Even if this advice is taken and fintechs raise their AML/CFT game, the growth in financial network complexity is currently strengthening the role of traditional FIs such as banks in AML/CFT according to the International Monetary Fund (IMF). The reason is that "banks continue to be the main intermediary through which illicit funds flow", said a background paper for the IMF's 2023 review of its AML/CFT policies. Moreover, banks remain attractive for ML because of their global reach via branches and subsidiaries, broad product range (including correspondent banking and trade finance), competitive customer fees and high transaction speeds. [15]

If these hubs succeed in AML/CFT then it is not just their institution that is protected from illicit fund flows, but the entire financial eco-system in which they operate. That is why transaction monitoring service providers such as Singapore-based Flagright stresses the value of network assessments for AML/CFT in this new world of financial complexity.

In an October 2023 paper, it said by providing visual and analytical representation of financial transactions, including by graphs, network analysis "allows investigators to identify patterns, links, and anomalies that might otherwise go unnoticed in a vast sea of data".

Mapping time and space

Key components of such work include 'nodes' that can represent individual account holders, a corporation, bank or other financial institution; these are linked to 'edges' - connections or interactions between nodes - it might be a transaction, contract or other exchange of value; and these assessments also examine 'attributes', linked to either nodes or edges - essentially additional information, such as account balances, type, country of registration (nodes), and transaction amounts, date or type (edges).

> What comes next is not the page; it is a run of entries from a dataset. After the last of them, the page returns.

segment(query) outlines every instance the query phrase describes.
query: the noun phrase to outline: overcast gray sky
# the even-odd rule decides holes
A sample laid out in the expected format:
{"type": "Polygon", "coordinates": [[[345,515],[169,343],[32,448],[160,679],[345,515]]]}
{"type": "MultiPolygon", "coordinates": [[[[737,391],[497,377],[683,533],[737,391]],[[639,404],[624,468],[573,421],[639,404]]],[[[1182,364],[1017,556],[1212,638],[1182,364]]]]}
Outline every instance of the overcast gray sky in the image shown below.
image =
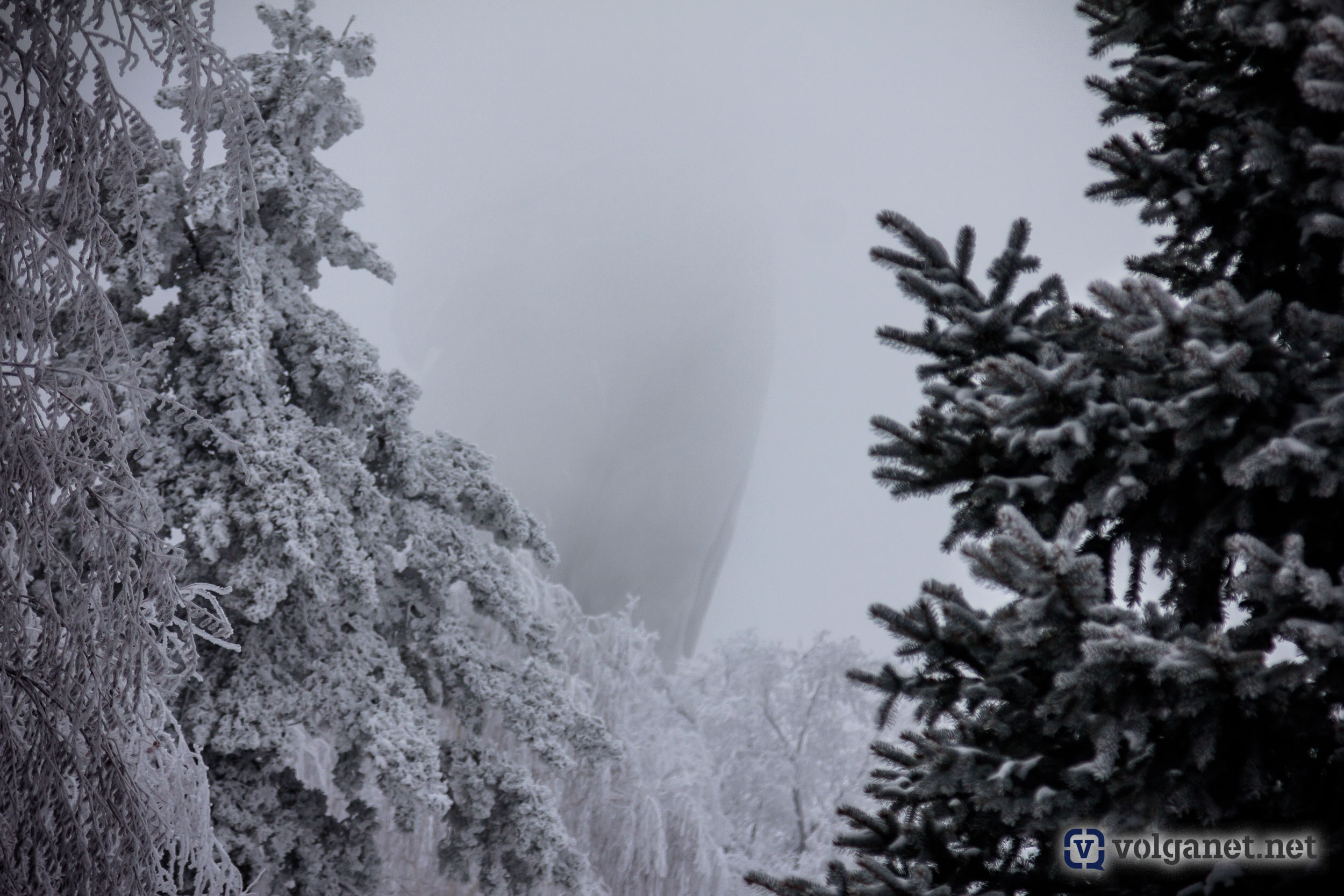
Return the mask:
{"type": "MultiPolygon", "coordinates": [[[[219,8],[231,52],[266,46],[250,3],[219,8]]],[[[1121,275],[1152,234],[1133,208],[1082,196],[1098,175],[1086,150],[1103,138],[1082,79],[1101,63],[1071,3],[323,0],[316,11],[335,31],[351,15],[378,38],[378,70],[348,85],[364,130],[324,160],[364,192],[348,220],[398,282],[329,271],[317,300],[429,387],[435,419],[422,424],[507,442],[482,443],[500,478],[544,489],[546,446],[519,445],[539,423],[559,441],[597,431],[575,412],[559,433],[563,414],[538,416],[556,407],[548,399],[531,411],[520,399],[508,426],[482,422],[491,390],[563,388],[574,373],[539,348],[547,332],[569,345],[597,333],[583,352],[638,367],[708,321],[746,359],[715,368],[738,396],[723,407],[749,434],[758,416],[759,433],[754,454],[741,433],[724,442],[751,463],[702,646],[745,627],[790,642],[828,629],[886,650],[870,603],[906,603],[930,576],[965,579],[938,549],[945,502],[896,504],[871,480],[868,418],[909,419],[919,403],[915,359],[872,336],[919,320],[867,261],[884,240],[872,220],[894,208],[946,243],[970,223],[982,273],[1024,215],[1046,273],[1074,294],[1121,275]],[[630,251],[603,267],[593,253],[622,234],[630,251]],[[727,305],[665,273],[706,257],[715,282],[739,286],[727,305]],[[536,286],[566,266],[564,287],[519,305],[517,320],[469,301],[482,271],[523,267],[532,273],[517,282],[536,286]],[[583,304],[642,277],[655,298],[638,313],[583,304]],[[480,400],[454,398],[466,394],[480,400]]]]}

Integrate and assess these data points, and useful and actionable AML/CFT intelligence can emerge, said Flagright, for instance suspicious transaction patterns; complex AML schemes; shell companies and phantom entities; repeat offenders; and EDD. The breadth of such data also strengthens temporal analysis: "Money launderers might opt for transactions during off-peak hours, or in quick succession to confuse automated tracking systems," noted Flagright. [16] With AI-based systems being developed apace, the ability of monitoring systems to deliver more intelligence on financial eco-systems is strengthening. Corey Anne Bloom, partner and eastern Canada leader, forensics, fraud risk management and litigation support services, for major Canadian accounting firm MNP, told an Association of Certified Fraud Examiners (ACFE) conference in Ottawa in October [2024]: "Technology can help us." That includes for organisations with small staffing levels: "Technology it can help us work faster with fewer people," said Bloom, including for financial crime involving "collusion, which is always harder to detect than people working alone". With larger organisations and networks, geographical analysis can help deliver intelligence, aided by visualisation services, which can be dynamic offering real-time displays, she said.

This capacity-building can be truly relevant for financial institutions, with St John stressing that in the USA, 45% of credit unions have 10 or fewer employers. Therefore, FinCEN's new requirement to stage AML/CFT risk assessments "could affect those smaller institutions - they may have only one person who handles BSA on staff and they weren't doing risk assessments and now they're going to have to start...," he stressed.